Nigeria’s recent stability gains exist within an increasingly volatile and fragmented global order. Trade fragmentation, geopolitical conflict, capital flow reversals, tighter global financial conditions, and renewed commodity price volatility remain material risks to macroeconomic planning. For an economy still deeply integrated into global energy, food, and capital markets, these risks transmit quickly, through exchange rates, inflation, fiscal balances, and investor sentiment. Stronger external reserves, improved oil output, expanding domestic refining capacity, and FX market reforms provide a degree of insulation, but they do not confer immunity from external shocks.

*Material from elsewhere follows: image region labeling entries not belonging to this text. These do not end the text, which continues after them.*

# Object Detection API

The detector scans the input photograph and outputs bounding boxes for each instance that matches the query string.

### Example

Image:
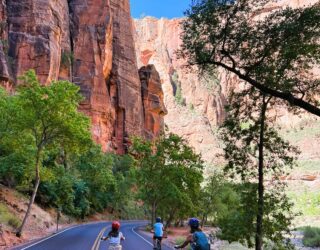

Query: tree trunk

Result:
[256,95,268,250]
[165,209,176,228]
[16,148,42,237]
[151,201,157,225]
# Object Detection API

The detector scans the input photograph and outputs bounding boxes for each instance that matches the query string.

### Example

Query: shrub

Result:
[0,203,21,228]
[175,237,191,250]
[302,227,320,247]
[8,217,21,228]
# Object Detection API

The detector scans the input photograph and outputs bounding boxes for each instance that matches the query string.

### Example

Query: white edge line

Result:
[20,226,79,250]
[131,227,153,247]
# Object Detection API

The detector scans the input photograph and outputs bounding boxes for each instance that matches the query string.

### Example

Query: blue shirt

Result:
[153,222,163,237]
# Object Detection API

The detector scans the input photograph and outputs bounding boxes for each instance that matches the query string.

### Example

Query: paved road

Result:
[15,221,172,250]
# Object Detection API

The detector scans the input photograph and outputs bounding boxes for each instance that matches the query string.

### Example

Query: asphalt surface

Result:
[14,221,173,250]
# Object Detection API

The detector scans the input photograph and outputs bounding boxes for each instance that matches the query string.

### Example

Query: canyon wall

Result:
[134,17,228,162]
[0,0,163,153]
[134,0,320,163]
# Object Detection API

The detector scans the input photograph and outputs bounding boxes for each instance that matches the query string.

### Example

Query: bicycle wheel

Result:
[157,240,161,250]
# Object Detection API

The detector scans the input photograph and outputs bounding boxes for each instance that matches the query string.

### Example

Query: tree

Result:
[222,88,297,250]
[199,171,239,226]
[131,133,203,225]
[179,0,320,116]
[75,145,115,215]
[12,71,91,237]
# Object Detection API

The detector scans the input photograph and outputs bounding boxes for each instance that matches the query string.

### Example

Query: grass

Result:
[302,227,320,247]
[0,203,21,229]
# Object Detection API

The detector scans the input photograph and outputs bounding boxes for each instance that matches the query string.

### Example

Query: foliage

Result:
[302,227,320,247]
[199,172,240,225]
[61,51,74,67]
[179,0,320,116]
[219,88,297,249]
[0,203,21,228]
[171,72,186,106]
[131,133,203,225]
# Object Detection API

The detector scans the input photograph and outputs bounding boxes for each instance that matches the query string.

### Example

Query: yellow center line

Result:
[91,227,107,250]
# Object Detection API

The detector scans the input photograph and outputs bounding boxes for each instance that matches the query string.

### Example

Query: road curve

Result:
[14,221,172,250]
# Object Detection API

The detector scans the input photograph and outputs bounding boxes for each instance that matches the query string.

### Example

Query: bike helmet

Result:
[112,221,120,230]
[188,218,200,228]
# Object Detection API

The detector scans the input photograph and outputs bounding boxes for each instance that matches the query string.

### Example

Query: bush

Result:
[175,237,191,250]
[302,227,320,247]
[0,203,21,228]
[8,217,21,228]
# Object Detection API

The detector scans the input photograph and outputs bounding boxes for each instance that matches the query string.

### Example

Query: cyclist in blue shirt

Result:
[152,217,164,248]
[174,218,210,250]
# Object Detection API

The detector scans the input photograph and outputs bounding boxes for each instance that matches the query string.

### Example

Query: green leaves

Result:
[131,133,203,225]
[179,0,320,116]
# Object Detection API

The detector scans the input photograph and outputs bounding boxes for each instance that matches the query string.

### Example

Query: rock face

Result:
[0,0,163,153]
[134,17,227,162]
[134,0,318,163]
[139,65,168,139]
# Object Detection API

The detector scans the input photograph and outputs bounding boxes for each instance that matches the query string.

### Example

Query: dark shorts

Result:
[153,235,162,241]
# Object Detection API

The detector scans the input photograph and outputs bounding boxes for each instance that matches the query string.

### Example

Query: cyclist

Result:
[152,217,164,249]
[174,218,210,250]
[101,221,125,250]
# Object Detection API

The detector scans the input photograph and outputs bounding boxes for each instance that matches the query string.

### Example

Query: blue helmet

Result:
[188,218,200,228]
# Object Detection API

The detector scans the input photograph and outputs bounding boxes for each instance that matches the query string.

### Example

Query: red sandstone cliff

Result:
[134,0,320,162]
[0,0,163,153]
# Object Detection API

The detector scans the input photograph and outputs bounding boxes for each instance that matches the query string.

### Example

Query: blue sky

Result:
[130,0,191,18]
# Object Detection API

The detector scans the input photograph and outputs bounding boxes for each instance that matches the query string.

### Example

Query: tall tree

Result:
[12,71,91,237]
[132,133,203,224]
[222,88,297,250]
[179,0,320,116]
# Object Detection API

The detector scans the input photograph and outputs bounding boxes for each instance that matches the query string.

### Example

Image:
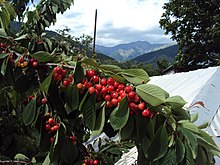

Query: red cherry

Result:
[142,109,151,117]
[88,87,95,94]
[138,102,145,111]
[107,77,115,85]
[30,58,35,64]
[106,101,112,108]
[105,95,111,101]
[92,75,99,83]
[111,98,118,106]
[70,136,77,141]
[100,78,107,86]
[63,79,70,87]
[45,124,50,131]
[93,160,99,165]
[61,69,66,76]
[125,86,131,93]
[133,95,140,103]
[50,125,59,132]
[108,85,115,92]
[111,92,118,98]
[84,81,92,88]
[129,102,135,109]
[48,118,54,124]
[118,84,125,90]
[41,98,47,104]
[50,137,54,143]
[95,84,102,91]
[32,61,38,67]
[87,70,96,78]
[101,87,108,94]
[114,82,120,88]
[128,91,135,99]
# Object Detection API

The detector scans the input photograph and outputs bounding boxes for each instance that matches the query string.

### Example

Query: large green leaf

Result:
[0,53,8,59]
[119,116,134,140]
[147,125,168,161]
[120,69,150,85]
[1,59,8,75]
[81,57,99,68]
[136,84,167,106]
[165,96,186,109]
[92,106,105,136]
[109,97,129,130]
[176,138,185,163]
[74,62,85,84]
[60,138,78,164]
[40,71,53,93]
[31,51,60,62]
[23,98,37,125]
[64,85,79,114]
[185,142,195,165]
[82,95,96,130]
[159,149,177,165]
[196,130,220,154]
[100,65,123,74]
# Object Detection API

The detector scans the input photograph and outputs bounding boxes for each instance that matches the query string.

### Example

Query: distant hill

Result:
[130,45,178,63]
[96,41,166,62]
[10,21,118,65]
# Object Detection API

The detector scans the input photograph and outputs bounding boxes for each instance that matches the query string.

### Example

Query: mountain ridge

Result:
[96,41,167,62]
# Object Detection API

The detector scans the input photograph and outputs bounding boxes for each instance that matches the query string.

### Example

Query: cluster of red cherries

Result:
[82,158,99,165]
[53,67,73,87]
[77,70,153,117]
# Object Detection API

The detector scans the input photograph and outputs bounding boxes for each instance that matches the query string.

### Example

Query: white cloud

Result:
[47,0,169,45]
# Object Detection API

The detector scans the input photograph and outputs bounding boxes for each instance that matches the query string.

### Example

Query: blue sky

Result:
[38,0,172,46]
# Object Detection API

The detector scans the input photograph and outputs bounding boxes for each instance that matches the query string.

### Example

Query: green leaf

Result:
[0,53,8,59]
[1,59,8,75]
[191,113,199,123]
[179,127,198,159]
[91,106,105,136]
[23,98,37,125]
[178,120,198,133]
[15,34,28,41]
[64,85,79,114]
[147,125,168,161]
[82,95,96,130]
[60,138,78,164]
[198,122,209,129]
[100,65,123,74]
[109,97,129,130]
[176,138,185,163]
[165,96,186,109]
[119,69,150,85]
[136,84,167,106]
[141,136,151,159]
[74,62,85,84]
[81,57,99,68]
[119,116,134,140]
[185,142,195,165]
[197,130,220,154]
[40,70,53,94]
[31,51,60,62]
[14,154,29,160]
[159,150,177,165]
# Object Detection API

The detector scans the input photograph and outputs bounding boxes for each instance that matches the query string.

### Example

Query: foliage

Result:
[0,0,219,165]
[160,0,220,68]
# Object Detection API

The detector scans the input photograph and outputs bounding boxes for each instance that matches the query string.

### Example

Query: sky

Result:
[46,0,172,46]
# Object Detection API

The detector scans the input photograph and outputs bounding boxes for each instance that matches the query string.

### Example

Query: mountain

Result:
[130,45,178,63]
[96,41,166,62]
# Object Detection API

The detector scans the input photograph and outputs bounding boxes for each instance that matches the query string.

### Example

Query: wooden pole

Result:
[92,9,97,56]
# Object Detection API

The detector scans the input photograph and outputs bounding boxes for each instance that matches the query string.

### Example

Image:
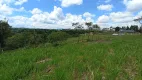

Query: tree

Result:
[126,26,130,30]
[0,20,11,49]
[72,22,83,29]
[93,24,100,29]
[85,22,93,30]
[115,27,120,32]
[130,25,138,32]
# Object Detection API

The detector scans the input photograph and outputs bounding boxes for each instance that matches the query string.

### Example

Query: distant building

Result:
[119,29,135,35]
[102,28,110,32]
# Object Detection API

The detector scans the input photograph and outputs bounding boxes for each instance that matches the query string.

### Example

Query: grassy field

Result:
[0,35,142,80]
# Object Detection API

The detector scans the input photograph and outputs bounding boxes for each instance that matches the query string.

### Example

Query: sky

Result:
[0,0,142,29]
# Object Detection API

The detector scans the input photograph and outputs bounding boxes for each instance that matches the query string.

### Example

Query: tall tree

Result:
[85,22,93,30]
[0,20,11,49]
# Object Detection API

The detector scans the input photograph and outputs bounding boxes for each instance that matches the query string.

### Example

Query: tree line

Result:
[0,20,139,52]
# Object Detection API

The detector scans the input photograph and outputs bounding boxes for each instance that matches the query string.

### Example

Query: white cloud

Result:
[15,0,28,5]
[110,12,134,23]
[0,4,13,15]
[97,4,113,11]
[60,0,83,7]
[105,0,111,3]
[83,12,95,22]
[5,6,95,29]
[97,15,110,23]
[31,8,42,14]
[123,0,142,12]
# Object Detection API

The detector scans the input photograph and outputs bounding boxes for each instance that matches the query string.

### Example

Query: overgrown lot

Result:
[0,35,142,80]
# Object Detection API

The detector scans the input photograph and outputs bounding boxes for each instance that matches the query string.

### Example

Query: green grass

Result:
[0,35,142,80]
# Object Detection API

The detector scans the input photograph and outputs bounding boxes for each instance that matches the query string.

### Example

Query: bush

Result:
[6,33,28,50]
[48,31,70,45]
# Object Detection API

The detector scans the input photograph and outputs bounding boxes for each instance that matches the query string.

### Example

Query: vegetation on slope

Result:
[0,35,142,80]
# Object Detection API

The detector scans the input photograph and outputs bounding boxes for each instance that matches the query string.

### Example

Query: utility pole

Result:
[134,17,142,33]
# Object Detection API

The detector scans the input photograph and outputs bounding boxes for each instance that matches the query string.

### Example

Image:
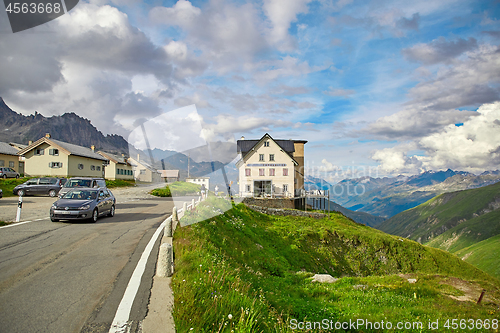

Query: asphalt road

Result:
[0,189,186,333]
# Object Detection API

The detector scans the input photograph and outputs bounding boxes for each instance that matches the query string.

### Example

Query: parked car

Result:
[59,177,106,198]
[0,167,19,179]
[12,178,66,197]
[50,187,116,222]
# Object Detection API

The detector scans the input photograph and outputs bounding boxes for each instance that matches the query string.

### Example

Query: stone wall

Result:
[247,204,327,219]
[243,198,295,209]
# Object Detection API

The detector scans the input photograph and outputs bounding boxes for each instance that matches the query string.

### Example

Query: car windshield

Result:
[63,191,97,200]
[64,179,92,187]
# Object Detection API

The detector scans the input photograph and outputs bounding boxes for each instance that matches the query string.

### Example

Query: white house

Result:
[236,133,307,197]
[186,177,210,190]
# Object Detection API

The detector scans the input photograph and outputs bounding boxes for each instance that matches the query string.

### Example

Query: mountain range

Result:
[308,170,500,218]
[377,182,500,278]
[0,97,128,155]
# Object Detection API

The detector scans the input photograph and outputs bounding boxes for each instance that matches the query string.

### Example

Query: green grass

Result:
[0,177,33,197]
[426,209,500,253]
[455,235,500,279]
[106,179,135,188]
[151,182,201,197]
[172,199,500,332]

In an era of weaponised finance, sanctions regimes, and politicised supply chains, macroeconomic stability has become a strategic asset rather than a purely technocratic outcome. FX reforms, reserve accumulation, and balance-of-payments management now function as instruments of economic sovereignty and strategic autonomy. The capacity to settle trade, defend the currency, and absorb capital volatility increasingly determines a state’s room for independent policy action.
Yet sovereignty built primarily on oil receipts and reserve buffers remains fragile. True geo-economic resilience requires sustained diversification into manufacturing, services, and knowledge-based industries; deeper AfCFTA-driven regional trade integration; and reduced exposure to imported energy and food price shocks. Without this structural rebalancing, stability remains conditional, durable in calm periods, but vulnerable in a hostile and rapidly shifting global order.
One truth remains unmistakable: macroeconomic stability is not neutral. It is philosophical in its underlying values, political in the way costs and benefits are distributed, economic in its trade-offs, legal in its institutional constraints, and geopolitical in its exposure to forces beyond national control. Nigeria’s 2026 outlook, as articulated by the CBN, offers a credible and technically coherent pathway toward stability, but credibility, by itself, is an incomplete measure of success.
The real test is whether stability matures into shared prosperity; whether adjustment costs are anticipated, sequenced, and deliberately cushioned; and whether governance frameworks prevent necessary discipline from sliding into social indifference. Stability that moderates inflation but weakens livelihoods, erodes trust, or constrains productive capacity ultimately undermines its own sustainability. Macroeconomic order cannot endure where social consent is thin.
Stability must therefore be treated as a means, not an end, serving growth, inclusion, productivity, and dignity, rather than balance sheets and market sentiment alone. The defining question is not whether Nigeria can stabilise its economy. It is whether it can do so without fracturing its social contract, and whether stability becomes a durable foundation for national flourishing rather than a fragile, exclusionary achievement.